Let’s examine the structure and summary statistics of our variables of interest:

# Get summary statistics for diameter and mass
peanut_df %>% 
  select(diameter, mass) %>%
  skim() %>%
  select(-complete_rate, -n_missing)
Data summary
Name Piped data
Number of rows 153
Number of columns 2
_______________________
Column type frequency:
numeric 2
________________________
Group variables None

Variable type: numeric

skim_variable mean sd p0 p25 p50 p75 p100 hist
diameter 14.77 0.98 12.45 14.13 14.69 15.47 17.88 ▂▇▇▃▁
mass 2.60 0.34 1.93 2.36 2.58 2.81 3.62 ▃▇▆▃▁

Exploratory Visualization

Scatter Plot with Correlation Ellipse

# Create scatter plot with correlation ellipse
correlation_plot <- peanut_df %>%
  ggplot(aes(x = diameter, y = mass)) +
  geom_point(alpha = 0.6, size = 2, color = "steelblue") +
  stat_ellipse(color = "red", linewidth = 1.2) +
  labs(
    title = "Relationship Between M&M Diameter and Mass",
    x = "Diameter (mm)",
    y = "Mass (grams)"
  ) +
  theme_minimal() +
  theme(
    plot.title = element_text(hjust = 0.5, face = "bold")
  )

correlation_plot

Interpreting Scatter Plots with Ellipses

The correlation ellipse shows the general pattern of the relationship:

  • Narrow ellipse: Strong correlation
  • Wide ellipse: Weak correlation
  • Positive slope: Positive correlation
  • Negative slope: Negative correlation

Correlation Analysis Assumptions

Before conducting correlation analysis, we must verify that our data meets the required assumptions:

Assumptions of Pearson Correlation

  1. Linearity: The relationship between variables is linear
  2. Bivariate normality: Both variables are normally distributed
  3. Independence: Observations are independent of each other
Independence Assumption

Independence is primarily a design issue. We assume that each M&M was measured independently and that the diameter of one M&M does not influence another.

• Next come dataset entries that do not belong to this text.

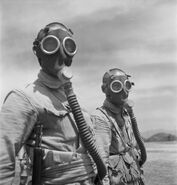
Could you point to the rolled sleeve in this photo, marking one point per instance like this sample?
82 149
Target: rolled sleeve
17 118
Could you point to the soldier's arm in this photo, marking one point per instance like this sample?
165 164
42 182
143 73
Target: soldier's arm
17 118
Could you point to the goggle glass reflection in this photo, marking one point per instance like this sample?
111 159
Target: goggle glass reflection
51 44
116 86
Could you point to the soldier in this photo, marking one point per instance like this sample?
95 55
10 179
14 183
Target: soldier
39 121
117 132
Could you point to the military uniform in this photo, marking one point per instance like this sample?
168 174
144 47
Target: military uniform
117 145
65 159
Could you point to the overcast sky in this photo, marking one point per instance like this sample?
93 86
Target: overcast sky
137 36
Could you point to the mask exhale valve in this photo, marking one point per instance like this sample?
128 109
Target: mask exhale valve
84 132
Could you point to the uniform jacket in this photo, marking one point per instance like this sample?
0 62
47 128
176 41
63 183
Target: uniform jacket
44 101
115 138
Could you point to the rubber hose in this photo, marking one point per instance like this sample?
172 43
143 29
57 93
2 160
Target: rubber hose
138 136
84 131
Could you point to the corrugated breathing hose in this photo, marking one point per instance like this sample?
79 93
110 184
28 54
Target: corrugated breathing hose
84 131
137 134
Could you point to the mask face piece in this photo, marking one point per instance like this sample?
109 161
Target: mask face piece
55 48
116 86
51 44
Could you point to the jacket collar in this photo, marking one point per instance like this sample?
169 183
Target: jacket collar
49 81
111 107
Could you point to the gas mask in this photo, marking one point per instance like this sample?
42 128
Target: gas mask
116 86
55 48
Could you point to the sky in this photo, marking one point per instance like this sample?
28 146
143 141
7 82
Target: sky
137 36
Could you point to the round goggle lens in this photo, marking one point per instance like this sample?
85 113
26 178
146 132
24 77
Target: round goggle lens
50 44
116 86
128 85
69 46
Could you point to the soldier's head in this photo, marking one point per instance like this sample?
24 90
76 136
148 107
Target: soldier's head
54 47
116 86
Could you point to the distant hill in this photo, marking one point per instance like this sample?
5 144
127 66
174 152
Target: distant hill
149 133
159 137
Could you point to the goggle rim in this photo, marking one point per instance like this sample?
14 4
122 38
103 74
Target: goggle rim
130 86
114 91
69 53
50 52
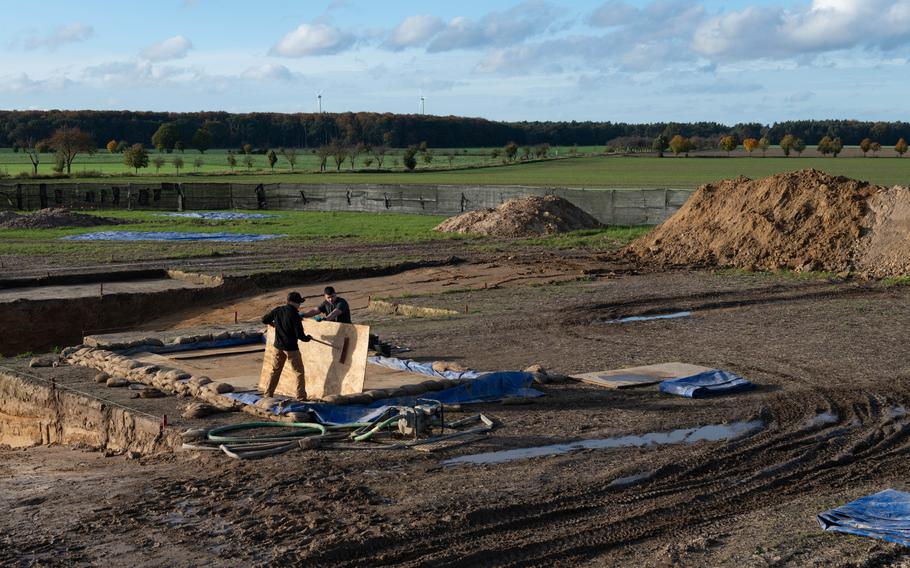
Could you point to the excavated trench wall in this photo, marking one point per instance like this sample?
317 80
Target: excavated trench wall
609 206
41 325
34 413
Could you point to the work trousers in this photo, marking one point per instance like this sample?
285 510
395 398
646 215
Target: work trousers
278 360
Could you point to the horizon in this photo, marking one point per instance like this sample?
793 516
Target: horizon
730 62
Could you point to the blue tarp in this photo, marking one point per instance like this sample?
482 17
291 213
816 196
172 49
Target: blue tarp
631 319
218 215
168 236
422 368
488 388
709 383
884 515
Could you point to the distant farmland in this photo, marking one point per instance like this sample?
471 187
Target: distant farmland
589 171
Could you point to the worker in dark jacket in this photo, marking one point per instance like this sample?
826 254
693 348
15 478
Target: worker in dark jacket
288 330
333 308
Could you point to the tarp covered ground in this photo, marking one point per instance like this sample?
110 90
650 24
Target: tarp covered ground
884 515
219 215
488 388
422 368
709 383
168 236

Testing Normality Assumptions

Visual Assessment with Q-Q Plots

# Create Q-Q plots for both variables
par(mfrow = c(1, 2))

# Q-Q plot for diameter
qqnorm(peanut_df$diameter, main = "Q-Q Plot: Diameter")
qqline(peanut_df$diameter)

# Q-Q plot for mass
qqnorm(peanut_df$mass, main = "Q-Q Plot: Mass")
qqline(peanut_df$mass)

Formal Tests for Normality

# Shapiro-Wilk test for diameter
shapiro.test(peanut_df$diameter)

    Shapiro-Wilk normality test

data:  peanut_df$diameter
W = 0.99025, p-value = 0.3725
# Shapiro-Wilk test for mass
shapiro.test(peanut_df$mass)

    Shapiro-Wilk normality test

data:  peanut_df$mass
W = 0.9844, p-value = 0.08203
Interpreting Normality Tests

Q-Q Plots: Points should follow the diagonal line closely

Shapiro-Wilk Test: - Null hypothesis: Data are normally distributed - p > 0.05: Fail to reject null hypothesis (data appear normal) - p ≤ 0.05: Reject null hypothesis (data not normal)

Testing Linearity Assumption

# Create scatter plot to assess linearity
linearity_plot <- peanut_df %>%
  ggplot(aes(x = diameter, y = mass)) +
  geom_point(alpha = 0.6, size = 2, color = "steelblue") +
  geom_smooth(method = "loess", se = FALSE, color = "red", linetype = "dashed") +
  labs(
    title = "Assessment of Linearity",
    subtitle = "Dashed line shows smooth trend",
    x = "Diameter (mm)",
    y = "Mass (grams)"
  ) +
  theme_minimal() +
  theme(
    plot.title = element_text(hjust = 0.5, face = "bold"),
    plot.subtitle = element_text(hjust = 0.5)
  )

linearity_plot

Linearity Assessment

The dashed line should be approximately straight if the relationship is linear. Curves or bends suggest non-linear relationships that may require transformation or non-parametric methods.

Conducting the Correlation Analysis

Pearson Correlation Test

# Perform Pearson correlation test
correlation_result <- cor.test(peanut_df$diameter, peanut_df$mass)
correlation_result

    Pearson's product-moment correlation

data:  peanut_df$diameter and peanut_df$mass
t = 13.088, df = 151, p-value < 2.2e-16
alternative hypothesis: true correlation is not equal to 0
95 percent confidence interval:
 0.6449556 0.7956608
sample estimates:
     cor 
0.729025 

Line-by-Line Interpretation of Correlation Output

Data Information: - Shows the variables being correlated (diameter and mass)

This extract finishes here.